Sunday, February 6, 2011


Most people don't like to think about death.  I don't either, but sometimes I get caught up in it.  My vicious relationship with fear leads me to prepare for that which I fear - usually an unknown.  And in some ways, what's more unknown than death? From all sides, it just has a hard time feeling good.  Separation, loss, and all the unknown makes for a dreary disposition.  But, I'm on a 'let's deal with it as it is' kick instead of pining over what I wish it was.  So, in light of the reality that our life and the lives around us will one day end here on earth, shouldn't that affect how we live?

Whether you are thinking about your spiritual readiness or just what kind of regrets are you comfortable having, we have to think beyond the physical feelings of right now.  Will I regret all the time I spent on my electronic device of choice?  Will I regret those camping trips?  In light of the fact that our days together are numbered, is it ok with me that I've continued to say hateful things to my husband or gossiped about friends? And I guess this is what really gets me: When I look back on the life of my child's (future children) time in our home, will I be proud of how we spent it? Did my life teach him good things about God? Did we really live and love or was it spent near the edge of exasperation all the time?

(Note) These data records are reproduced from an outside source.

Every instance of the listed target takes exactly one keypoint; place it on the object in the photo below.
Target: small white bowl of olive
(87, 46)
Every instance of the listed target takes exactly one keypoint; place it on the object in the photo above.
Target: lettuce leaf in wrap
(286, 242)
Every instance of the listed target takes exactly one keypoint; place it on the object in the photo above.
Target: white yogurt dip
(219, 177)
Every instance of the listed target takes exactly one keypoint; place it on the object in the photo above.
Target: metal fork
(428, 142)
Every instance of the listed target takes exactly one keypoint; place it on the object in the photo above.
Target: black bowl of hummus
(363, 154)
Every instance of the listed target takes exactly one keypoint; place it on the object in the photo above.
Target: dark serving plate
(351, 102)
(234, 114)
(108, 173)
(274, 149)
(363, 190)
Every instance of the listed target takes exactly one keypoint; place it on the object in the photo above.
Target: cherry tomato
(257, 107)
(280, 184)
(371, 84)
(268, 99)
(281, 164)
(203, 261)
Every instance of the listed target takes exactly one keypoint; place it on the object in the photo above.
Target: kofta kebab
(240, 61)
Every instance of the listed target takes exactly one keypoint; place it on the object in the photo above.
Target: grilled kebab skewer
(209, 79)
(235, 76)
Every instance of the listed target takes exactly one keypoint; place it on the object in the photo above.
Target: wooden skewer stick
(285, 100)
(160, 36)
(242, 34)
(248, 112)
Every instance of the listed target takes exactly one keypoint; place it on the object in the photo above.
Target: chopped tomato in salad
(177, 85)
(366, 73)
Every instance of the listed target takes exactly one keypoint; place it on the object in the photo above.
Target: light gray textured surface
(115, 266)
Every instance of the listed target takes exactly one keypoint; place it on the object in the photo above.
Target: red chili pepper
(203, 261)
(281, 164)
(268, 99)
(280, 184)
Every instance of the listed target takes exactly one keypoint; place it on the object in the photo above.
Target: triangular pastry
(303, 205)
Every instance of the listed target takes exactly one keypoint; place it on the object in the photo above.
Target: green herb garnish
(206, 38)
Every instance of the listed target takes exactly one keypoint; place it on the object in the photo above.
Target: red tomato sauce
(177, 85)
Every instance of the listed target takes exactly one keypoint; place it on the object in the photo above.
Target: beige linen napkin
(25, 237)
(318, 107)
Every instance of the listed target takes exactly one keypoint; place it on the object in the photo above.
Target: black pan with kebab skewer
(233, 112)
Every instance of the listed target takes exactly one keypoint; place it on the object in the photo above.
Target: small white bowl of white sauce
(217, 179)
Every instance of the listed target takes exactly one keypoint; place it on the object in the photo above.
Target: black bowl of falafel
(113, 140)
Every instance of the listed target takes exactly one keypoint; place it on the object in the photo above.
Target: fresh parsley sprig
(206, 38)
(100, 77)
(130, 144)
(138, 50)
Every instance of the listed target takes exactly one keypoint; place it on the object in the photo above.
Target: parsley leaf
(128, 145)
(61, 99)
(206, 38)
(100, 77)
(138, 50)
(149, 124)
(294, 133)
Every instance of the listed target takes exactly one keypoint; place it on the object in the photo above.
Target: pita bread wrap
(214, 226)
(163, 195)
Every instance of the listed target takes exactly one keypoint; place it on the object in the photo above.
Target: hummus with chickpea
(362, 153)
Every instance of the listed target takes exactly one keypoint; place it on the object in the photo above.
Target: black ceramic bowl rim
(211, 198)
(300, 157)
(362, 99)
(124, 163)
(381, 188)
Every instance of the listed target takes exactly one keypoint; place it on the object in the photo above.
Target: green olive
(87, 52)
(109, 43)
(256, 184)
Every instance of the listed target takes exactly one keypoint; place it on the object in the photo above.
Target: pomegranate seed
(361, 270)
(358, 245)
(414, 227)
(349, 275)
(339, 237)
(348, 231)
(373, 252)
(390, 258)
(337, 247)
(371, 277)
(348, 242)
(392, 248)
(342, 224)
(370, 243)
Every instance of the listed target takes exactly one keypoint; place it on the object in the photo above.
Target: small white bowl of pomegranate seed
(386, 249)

I've spent a lot of time running away from things and trying to comfort myself with physical things.  And I DO regret it and have very little to show for it.  Now that January is gone and the season of resolutions is about up, I am convicted to spend less time on things that just tread water.  Treading water is wonderful in crisis or just trying to survive.  But that isn't or at least shouldn't be the state we live in continually.  I want to feel satisfaction and peace about death.  The only way I can see to do that is to live vibrantly and purposefully for God which includes living daily the things I want to be proud of when my life is over.